Postgres pg_dump dumps database in a different order every time

littleK picture littleK · Feb 1, 2010 · Viewed 13.4k times · Source

I am writing a PHP script (which also uses linux bash commands) which will run through test cases by doing the following:

I am using a PostgreSQL database (8.4.2)...

1.) Create a DB 2.) Modify the DB 3.) Store a database dump of the DB (pg_dump)

4.) Do regression testing by doing steps 1.) and 2.), and then take another database dump and compare it (diff) with the original database dump from step number 3.)

However, I am finding that pg_dump will not always dump the database in the same way. It will dump things in a different order every time. Therefore, when I do a diff on the two database dumps, the comparison will result in the two files being different, when they are actually the same, just in a different order.

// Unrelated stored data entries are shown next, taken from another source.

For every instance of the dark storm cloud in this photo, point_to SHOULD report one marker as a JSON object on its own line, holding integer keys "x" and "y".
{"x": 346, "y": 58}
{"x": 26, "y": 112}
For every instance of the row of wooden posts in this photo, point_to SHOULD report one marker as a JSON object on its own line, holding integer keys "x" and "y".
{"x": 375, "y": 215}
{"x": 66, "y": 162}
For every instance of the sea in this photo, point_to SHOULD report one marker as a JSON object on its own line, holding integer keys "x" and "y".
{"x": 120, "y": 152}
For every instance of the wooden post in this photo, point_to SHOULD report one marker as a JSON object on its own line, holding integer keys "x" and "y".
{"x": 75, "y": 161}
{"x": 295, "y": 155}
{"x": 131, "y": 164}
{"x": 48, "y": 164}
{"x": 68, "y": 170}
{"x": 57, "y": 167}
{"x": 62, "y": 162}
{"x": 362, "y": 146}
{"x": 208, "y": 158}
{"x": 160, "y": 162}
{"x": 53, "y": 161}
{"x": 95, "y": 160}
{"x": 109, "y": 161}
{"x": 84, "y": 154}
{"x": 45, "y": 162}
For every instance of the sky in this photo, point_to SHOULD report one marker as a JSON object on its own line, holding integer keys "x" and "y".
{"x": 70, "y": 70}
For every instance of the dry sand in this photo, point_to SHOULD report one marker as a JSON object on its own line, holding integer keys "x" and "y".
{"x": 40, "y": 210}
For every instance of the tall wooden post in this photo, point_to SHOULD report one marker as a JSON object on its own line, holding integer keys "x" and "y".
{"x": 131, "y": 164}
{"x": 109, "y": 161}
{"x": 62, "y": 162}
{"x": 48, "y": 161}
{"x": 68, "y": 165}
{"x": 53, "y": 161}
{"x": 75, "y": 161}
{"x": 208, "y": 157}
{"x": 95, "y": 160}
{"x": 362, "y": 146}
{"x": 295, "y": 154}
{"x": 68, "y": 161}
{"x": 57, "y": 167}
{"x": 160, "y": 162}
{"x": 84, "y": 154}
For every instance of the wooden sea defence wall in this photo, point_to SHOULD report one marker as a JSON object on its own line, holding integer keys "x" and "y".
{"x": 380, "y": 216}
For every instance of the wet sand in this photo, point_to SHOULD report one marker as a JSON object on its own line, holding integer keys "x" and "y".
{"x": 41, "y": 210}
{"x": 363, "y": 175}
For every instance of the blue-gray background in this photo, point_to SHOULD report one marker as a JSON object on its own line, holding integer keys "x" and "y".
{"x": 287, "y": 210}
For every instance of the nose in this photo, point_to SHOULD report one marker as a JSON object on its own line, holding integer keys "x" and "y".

Is there a different way I can go about doing the pg_dump?

Thanks!

Answer

akaihola picture akaihola · Apr 22, 2010

Here is a handy script for pre-processing pg_dump output to make it more suitable for diffing and storing in version control:

https://github.com/akaihola/pgtricks

pg_dump_splitsort.py splits the dump into the following files:

  • 0000_prologue.sql: everything up to the first COPY
  • 0001_<schema>.<table>.sql
    .
    .
    NNNN_<schema>.<table>.sql: data for each table sorted by the first field
  • 9999_epilogue.sql: everything after the last COPY

The files for table data are numbered so a simple sorted concatenation of all files can be used to re-create the database:

$ cat *.sql | psql <database>

I've found that a good way to take a quick look at differences between dumps is to use the meld tool on the whole directory:

$ meld old-dump/ new-dump/

Storing the dump in version control also gives a decent view on the differences. Here's how to configure git to use color in diffs:

# ~/.gitconfig
[color]
        diff = true
[color "diff"]
        frag = white blue bold
        meta = white green bold
        commit = white red bold

Note: If you have created/dropped/renamed tables, remember to delete all .sql files before post-processing the new dump.